Fishing in the mainstem Columbia River will continue to be good into late October, with coho salmon slowly replacing Chinook as the main catch. There are two runs of coho salmon that return to Southwest Washington Rivers. The early run peaks in late September, and the late run arrives in late October and early November.
Up until now the salmon have been kegged up at the mouths of rivers such as the Cowlitz and the Lewis. But recent rains will send them streaming up into the smaller rivers. Effort has been strong and anglers have taken good numbers of nice Chinook, according to Lance Fisher of Lance Fisher Fishing. However, he reports that the run is arriving late.

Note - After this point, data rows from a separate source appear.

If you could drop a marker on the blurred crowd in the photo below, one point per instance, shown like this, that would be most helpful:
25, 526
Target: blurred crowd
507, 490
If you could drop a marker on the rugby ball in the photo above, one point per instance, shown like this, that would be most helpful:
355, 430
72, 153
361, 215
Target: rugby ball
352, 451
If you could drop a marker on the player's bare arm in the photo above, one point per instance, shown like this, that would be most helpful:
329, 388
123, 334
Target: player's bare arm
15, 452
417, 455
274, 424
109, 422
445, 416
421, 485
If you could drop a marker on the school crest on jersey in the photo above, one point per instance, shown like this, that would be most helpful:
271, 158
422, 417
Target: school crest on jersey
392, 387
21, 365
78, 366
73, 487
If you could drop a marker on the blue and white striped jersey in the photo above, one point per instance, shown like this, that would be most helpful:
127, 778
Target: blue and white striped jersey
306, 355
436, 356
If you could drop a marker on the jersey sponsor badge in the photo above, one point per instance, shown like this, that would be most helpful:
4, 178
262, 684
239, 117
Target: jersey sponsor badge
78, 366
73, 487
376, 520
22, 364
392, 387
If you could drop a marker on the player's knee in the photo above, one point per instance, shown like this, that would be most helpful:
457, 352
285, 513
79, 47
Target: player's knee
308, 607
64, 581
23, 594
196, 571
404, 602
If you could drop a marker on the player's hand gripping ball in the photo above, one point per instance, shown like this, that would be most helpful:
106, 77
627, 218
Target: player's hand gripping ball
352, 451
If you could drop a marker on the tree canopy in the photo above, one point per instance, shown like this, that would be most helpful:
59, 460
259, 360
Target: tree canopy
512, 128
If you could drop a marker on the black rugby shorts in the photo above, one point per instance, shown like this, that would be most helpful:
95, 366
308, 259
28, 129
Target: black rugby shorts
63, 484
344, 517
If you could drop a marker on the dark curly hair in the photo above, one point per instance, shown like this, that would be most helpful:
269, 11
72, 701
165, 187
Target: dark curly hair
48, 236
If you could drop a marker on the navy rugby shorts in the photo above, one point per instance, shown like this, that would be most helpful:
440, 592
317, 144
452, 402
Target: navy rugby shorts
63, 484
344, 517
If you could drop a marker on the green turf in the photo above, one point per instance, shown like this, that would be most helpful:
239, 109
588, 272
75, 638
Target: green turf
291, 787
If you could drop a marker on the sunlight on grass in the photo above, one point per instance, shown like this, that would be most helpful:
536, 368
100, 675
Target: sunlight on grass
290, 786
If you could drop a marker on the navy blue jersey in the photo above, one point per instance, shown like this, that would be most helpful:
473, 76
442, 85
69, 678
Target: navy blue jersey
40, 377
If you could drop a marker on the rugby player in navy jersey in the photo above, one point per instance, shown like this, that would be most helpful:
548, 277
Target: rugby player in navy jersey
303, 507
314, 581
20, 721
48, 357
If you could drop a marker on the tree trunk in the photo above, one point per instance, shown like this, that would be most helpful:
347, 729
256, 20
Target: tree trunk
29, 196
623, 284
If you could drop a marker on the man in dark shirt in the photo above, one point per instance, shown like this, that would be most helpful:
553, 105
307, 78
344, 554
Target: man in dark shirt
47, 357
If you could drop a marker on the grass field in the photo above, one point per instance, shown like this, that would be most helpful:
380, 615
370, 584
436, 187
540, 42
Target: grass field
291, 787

“The fish are coming in late. They are about 10 days behind normal,” says Fisher, “but we’ve got good water and a good bite. We’ll see over the course of the next two weeks if it holds up.”
He reports that fishing for Chinook off the mouth of the Deschutes River has been good, but the bite at the mouth of the Klickitat River has been a little off with more salmon being caught by fishermen that are trolling rather than the favorite method: hover-fishing with salmon eggs.
Here is what to expect this fall in the rivers near you.
The heavyweight of the local salmon streams is the Cowlitz River. Action for fall Chinook has been very good, but this is a selective fishery and most of the Chinook are wild and must be released. Cary Hofmann of CNH Guide Service reports that wild Chinook have been outnumbering the keep-able hatchery fish about four or five to one. Hatchery fish have a clipped adipose fin.
However, Hofmann reports that the lopsided ratio has not been much of a problem.
“When you are catching 12, 13 or 14 fish a day, it’s just a lot of fun,” says Hofmann. “This rain is going to bring in a lot of fish and it’s about to get really good. It should fish well for another month and a half.”
Hofmann has been side drifting to locate the schools, and then targeting them by hover fishing and back-bouncing clusters of salmon eggs.
In mid October the Chinook fishery will give way to the Cowlitz’s late coho run. Pre-season projections call for a return of 26,600 adult coho. Once the coho start to show Hofmann will switch tactics to twitching jigs and casting plugs.
This lake at the mouth of the Little White Salmon River has been producing some very good fishing for Chinook, both inside the lake itself, and outside the mouth in the Columbia. Coho salmon are no longer stocked out at Drano, but the lake does see some strays.
The run of wild Chinook returning to this river has rebounded from a few low years, and some 13,000 wild Chinook are expected to return. Early run coho, which are peaking right now, are expected to return in the neighborhood of about 17,500. The late run forecast is better, calling for 20,600 adult coho.
The huge run of hatchery Tule Chinook is finishing up, but the river should get about 7,000 late coho.
About 3,200 late arriving coho are expected to return to this small river.
Many of these rivers have rules that are specific to them. Always check the regulations before you fish.